Over on the discussion mailinglist from AIR (The Association of Independents in Radio), we’re revisiting the recurring discussion about RMS levels in spoken-word audio files. Two days ago Gregg McVicar asked: “So what was the RMS value that you found to be the sweet spot for podcasts?”
Unfortunately, it’s a very complex answer. I’m not trying to be elusive or secretive. It really is complex. There isn’t a single value that works for even two different audio-editor applications let alone all of them. If I posted a realistic spoken-word .wav file and said, “this is standard,” and then you measured the RMS level of that track in various apps such as Pro Tools, Sound Forge, Soundtrack Pro, etc., each app would give you a different value. (Try it!)
The reason is ‘silence’. Each application has a different way of excluding segments of silence from the RMS calculation. In fact some of the most-expensive utilities don’t exclude silence at all, rendering them virtually useless for this aspect of spoken-word processing. (Is one recording half as loud as another because the speaker in the first one pauses twice as long between words?)
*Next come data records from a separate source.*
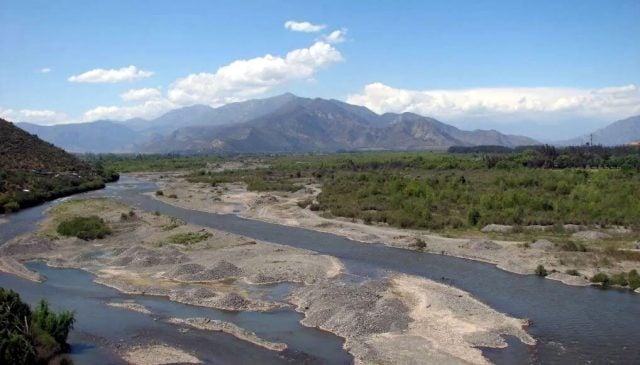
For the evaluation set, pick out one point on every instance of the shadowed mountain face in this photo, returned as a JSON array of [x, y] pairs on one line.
[[284, 123], [622, 132]]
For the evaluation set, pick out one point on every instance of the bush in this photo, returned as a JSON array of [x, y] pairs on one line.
[[634, 280], [601, 278], [541, 271], [189, 238], [28, 337], [573, 272], [619, 279], [86, 228], [11, 206], [57, 325], [573, 246]]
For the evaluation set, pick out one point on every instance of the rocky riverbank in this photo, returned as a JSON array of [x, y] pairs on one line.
[[522, 254]]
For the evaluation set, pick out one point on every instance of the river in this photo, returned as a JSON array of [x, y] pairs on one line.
[[571, 324]]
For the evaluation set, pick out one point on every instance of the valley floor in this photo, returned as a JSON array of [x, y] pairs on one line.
[[518, 252], [393, 319]]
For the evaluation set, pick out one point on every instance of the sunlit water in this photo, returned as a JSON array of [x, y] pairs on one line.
[[571, 324]]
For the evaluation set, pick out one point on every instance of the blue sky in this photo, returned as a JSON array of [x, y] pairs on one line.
[[510, 65]]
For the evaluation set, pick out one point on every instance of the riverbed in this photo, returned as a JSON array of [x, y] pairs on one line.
[[571, 324]]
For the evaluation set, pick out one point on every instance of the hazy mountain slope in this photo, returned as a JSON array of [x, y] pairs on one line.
[[98, 136], [204, 115], [20, 150], [617, 133], [327, 125], [33, 171]]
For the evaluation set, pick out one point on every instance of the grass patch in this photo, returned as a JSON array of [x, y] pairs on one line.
[[189, 238], [86, 228]]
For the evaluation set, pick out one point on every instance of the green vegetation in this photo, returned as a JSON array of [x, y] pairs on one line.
[[33, 171], [600, 278], [573, 272], [86, 228], [630, 279], [137, 162], [445, 191], [30, 337], [541, 271], [189, 238]]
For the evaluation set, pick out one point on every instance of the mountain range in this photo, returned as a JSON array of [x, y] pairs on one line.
[[288, 123], [625, 131], [284, 123]]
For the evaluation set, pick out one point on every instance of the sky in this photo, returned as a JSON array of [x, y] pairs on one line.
[[547, 69]]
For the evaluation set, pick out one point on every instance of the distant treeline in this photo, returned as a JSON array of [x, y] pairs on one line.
[[546, 156]]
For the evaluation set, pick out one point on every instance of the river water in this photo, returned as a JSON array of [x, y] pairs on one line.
[[571, 324]]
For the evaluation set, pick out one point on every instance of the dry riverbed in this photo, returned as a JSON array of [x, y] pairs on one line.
[[399, 319], [515, 252]]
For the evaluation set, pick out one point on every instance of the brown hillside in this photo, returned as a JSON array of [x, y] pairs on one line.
[[20, 150]]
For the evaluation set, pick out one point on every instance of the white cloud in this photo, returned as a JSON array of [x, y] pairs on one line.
[[149, 109], [141, 94], [100, 75], [242, 79], [305, 27], [43, 117], [337, 36], [504, 103]]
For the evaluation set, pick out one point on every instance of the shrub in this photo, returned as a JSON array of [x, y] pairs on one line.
[[541, 271], [86, 228], [601, 278], [57, 325], [11, 206], [634, 280], [189, 238], [474, 217], [619, 279], [573, 272], [573, 246], [28, 337], [420, 243]]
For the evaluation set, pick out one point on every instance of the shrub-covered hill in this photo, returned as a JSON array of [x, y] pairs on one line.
[[33, 171]]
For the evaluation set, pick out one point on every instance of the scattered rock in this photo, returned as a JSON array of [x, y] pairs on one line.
[[482, 244], [29, 245], [569, 279], [543, 244], [538, 227], [590, 236], [573, 227], [499, 228], [619, 230]]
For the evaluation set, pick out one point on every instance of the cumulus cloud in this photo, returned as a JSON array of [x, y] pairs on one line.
[[242, 79], [337, 36], [43, 117], [607, 103], [141, 94], [305, 27], [100, 75], [149, 109]]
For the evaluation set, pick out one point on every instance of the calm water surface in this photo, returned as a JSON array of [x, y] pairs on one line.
[[571, 324]]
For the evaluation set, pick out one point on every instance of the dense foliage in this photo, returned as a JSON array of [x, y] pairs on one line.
[[86, 228], [28, 337], [435, 191], [33, 171]]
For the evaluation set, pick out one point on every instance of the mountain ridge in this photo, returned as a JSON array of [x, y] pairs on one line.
[[282, 123]]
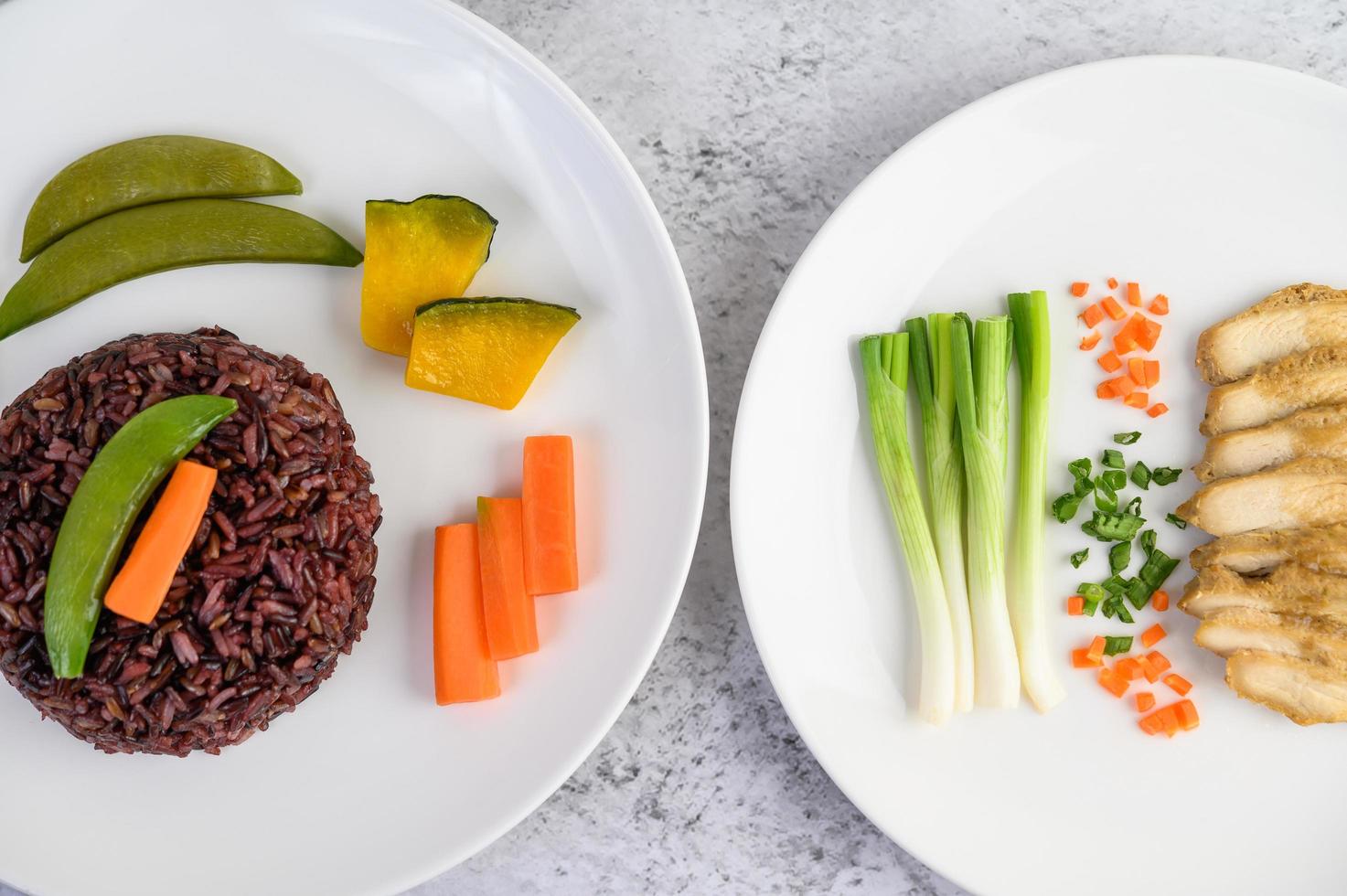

So the answer to Gregg’s question is that The Levelator adjusts speech to -18.0dB RMS, but that isn’t a value you can plug into any other program. If you are looking for an answer relative to your audio-processor of choice, the best way is to run a real-world program through The Levelator then measure the resulting RMS level using your software. The level your application reports as the RMS level is *your* answer to what we’ve found to be the sweetspot for podcast RMS levels.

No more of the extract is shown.